You have to sleep sometime too and I'm an insomniac who likes challenges.


----------



## BigJohn23 (Aug 10, 2012)

CastingPearls said:


> You have to sleep sometime too and I'm an insomniac who likes challenges.


I never get tired so I'm not scared! Except for right now I'm pretty damn tired lol


----------



## BigJohn23 (Aug 10, 2012)

why do alot of fat guys get so jealous when they see another fat guy with a girl? If I see that I'm happy for the guy! But some fat guys act jealous like little high school girls. Even out here you will get fat guys getting mad if there is a girl who talks to someone new out here & gives them a little bit of attention. Part of the reason I left dimensions years ago was because there was alot of jealousy & hate & it bored me to death. Us fat guys have it hard enough without attacking eachother. So I hope there is a bunch of new people on here that don't take things to serious & if they see a fat man having a connection with a girl they don't try & ruin it & are actually happy for the guy. I wanna be the Martin Luther King of fat guys & bring us together!

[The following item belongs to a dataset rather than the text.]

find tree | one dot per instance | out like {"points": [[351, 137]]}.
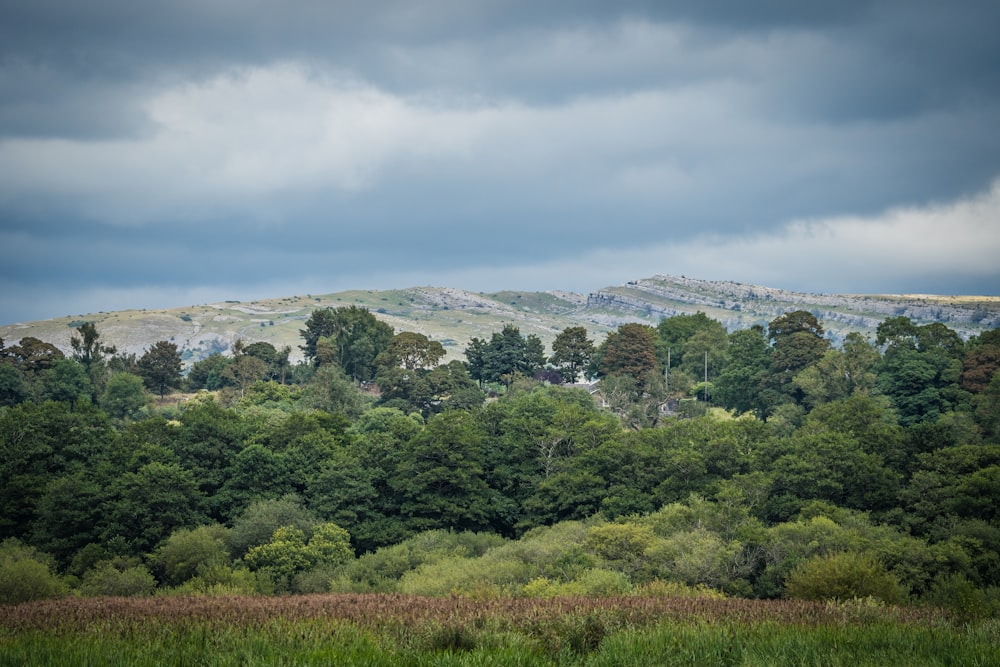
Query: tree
{"points": [[151, 503], [631, 351], [189, 550], [506, 355], [797, 342], [412, 351], [440, 476], [740, 387], [351, 337], [13, 388], [124, 395], [160, 367], [572, 351], [245, 371], [840, 373], [207, 373], [89, 351], [65, 380], [33, 354]]}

Haha I wanna bring an end to fat on fat crime once & for all! lol So if you are a fat guy who gets jealous check your self & realize that there is enough vagina on the planet for everyone so chill out


----------



## Paquito (Aug 10, 2012)

Rather than getting jelly, I just propose threesomes. Works _every time._


----------



## CastingPearls (Aug 10, 2012)

BigJohn23 said:


> why do alot of fat guys get so jealous when they see another fat guy with a girl? If I see that I'm happy for the guy! But some fat guys act jealous like little high school girls. Even out here you will get fat guys getting mad if there is a girl who talks to someone new out here & gives them a little bit of attention. Part of the reason I left dimensions years ago was because there was alot of jealousy & hate & it bored me to death. Us fat guys have it hard enough without attacking eachother. So I hope there is a bunch of new people on here that don't take things to serious & if they see a fat man having a connection with a girl they don't try & ruin it & are actually happy for the guy. I wanna be the Martin Luther King of fat guys & bring us together! Haha I wanna bring an end to fat on fat crime once & for all! lol So if you are a fat guy who gets jealous check your self & realize that there is enough vagina on the planet for everyone so chill out


MLK is a stretch but if you say you're the Rosa Parks of Size Acceptance, you're a dead man. 

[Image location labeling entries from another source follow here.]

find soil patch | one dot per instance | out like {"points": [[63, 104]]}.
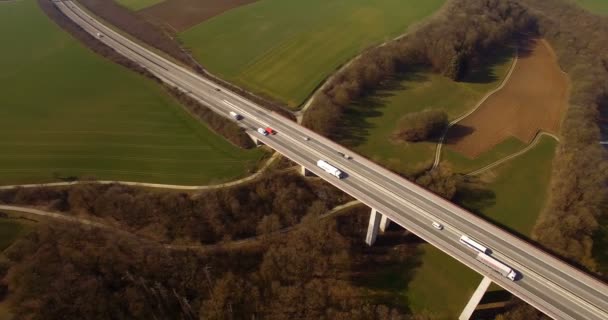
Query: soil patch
{"points": [[180, 15], [132, 23], [534, 98]]}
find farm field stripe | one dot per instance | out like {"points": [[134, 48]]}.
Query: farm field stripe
{"points": [[452, 123]]}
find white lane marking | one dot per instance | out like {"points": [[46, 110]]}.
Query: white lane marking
{"points": [[249, 103]]}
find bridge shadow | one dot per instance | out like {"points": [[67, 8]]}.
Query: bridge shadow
{"points": [[387, 267]]}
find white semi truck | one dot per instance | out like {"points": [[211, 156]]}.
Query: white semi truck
{"points": [[473, 244], [497, 266], [330, 169]]}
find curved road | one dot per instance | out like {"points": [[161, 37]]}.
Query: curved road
{"points": [[547, 283]]}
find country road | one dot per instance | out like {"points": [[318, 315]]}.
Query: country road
{"points": [[546, 282]]}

Don't say you weren't warned.

All that aside, you have to roll with it. It's a pretty tight-knit group and if you want to stick around, you have to get to know the neighborhood because it'll never modify itself for a noob or a returnee, generally speaking. I've been around a few years and I've seen them come and go. Some were jackasses and some were quite nice. Some had a chip on their shoulder and some came here just to tell us how to behave. I'm not sure it's jealousy. I think it's like a bunch of dogs pissing on the same fire hydrant. 

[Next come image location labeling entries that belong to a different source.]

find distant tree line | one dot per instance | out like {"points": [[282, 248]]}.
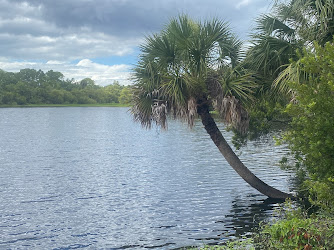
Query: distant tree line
{"points": [[30, 86]]}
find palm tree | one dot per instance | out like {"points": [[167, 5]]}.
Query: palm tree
{"points": [[178, 75], [291, 27]]}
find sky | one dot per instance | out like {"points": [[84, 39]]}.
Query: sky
{"points": [[100, 39]]}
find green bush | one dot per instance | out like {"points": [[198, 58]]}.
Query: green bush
{"points": [[297, 231], [311, 133]]}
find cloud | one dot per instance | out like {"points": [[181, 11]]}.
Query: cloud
{"points": [[243, 3], [102, 74], [48, 34]]}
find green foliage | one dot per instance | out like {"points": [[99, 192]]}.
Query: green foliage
{"points": [[243, 243], [297, 231], [311, 134], [29, 86]]}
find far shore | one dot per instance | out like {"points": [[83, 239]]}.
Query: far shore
{"points": [[66, 105]]}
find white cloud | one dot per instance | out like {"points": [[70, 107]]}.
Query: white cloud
{"points": [[243, 3], [100, 73]]}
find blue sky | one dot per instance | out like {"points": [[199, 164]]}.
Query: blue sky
{"points": [[99, 39]]}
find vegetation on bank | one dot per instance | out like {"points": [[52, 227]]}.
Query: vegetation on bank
{"points": [[32, 87], [286, 77]]}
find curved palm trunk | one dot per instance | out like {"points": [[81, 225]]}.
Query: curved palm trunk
{"points": [[232, 158]]}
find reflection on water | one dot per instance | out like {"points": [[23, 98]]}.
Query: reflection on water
{"points": [[91, 178]]}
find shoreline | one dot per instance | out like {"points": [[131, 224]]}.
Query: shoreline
{"points": [[65, 105]]}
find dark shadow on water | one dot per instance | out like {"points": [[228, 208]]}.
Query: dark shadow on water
{"points": [[246, 215]]}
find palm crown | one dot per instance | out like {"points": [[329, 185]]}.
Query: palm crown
{"points": [[178, 69]]}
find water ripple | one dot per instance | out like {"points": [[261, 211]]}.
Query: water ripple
{"points": [[91, 178]]}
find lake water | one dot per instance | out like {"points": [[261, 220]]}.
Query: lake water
{"points": [[92, 178]]}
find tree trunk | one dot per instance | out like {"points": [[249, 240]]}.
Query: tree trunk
{"points": [[232, 158]]}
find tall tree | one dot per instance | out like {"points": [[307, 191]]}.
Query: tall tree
{"points": [[291, 26], [177, 75]]}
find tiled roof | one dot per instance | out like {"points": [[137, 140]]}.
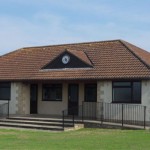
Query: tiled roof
{"points": [[110, 60]]}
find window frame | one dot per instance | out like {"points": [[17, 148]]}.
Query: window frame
{"points": [[85, 86], [52, 86], [6, 87], [132, 93]]}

I grew up in the city (living in the mountains now) and on nice nights I'd sit outside on my stoop and have a nice cold one and watch the dog walkers. Some strays too. Some dogs were little and yappy and sniffed the pole or hydrant where all the other dogs had been. Science tells us they can tell everything about another dog from that--including health and gender. The little ones tend to aim high so the big dogs think they were big too, a contender, if you will. The big dogs come by and they don't have anything to prove. They don't care. They'll shit in the middle of the sidewalk and smile at you. It's the same thing here. 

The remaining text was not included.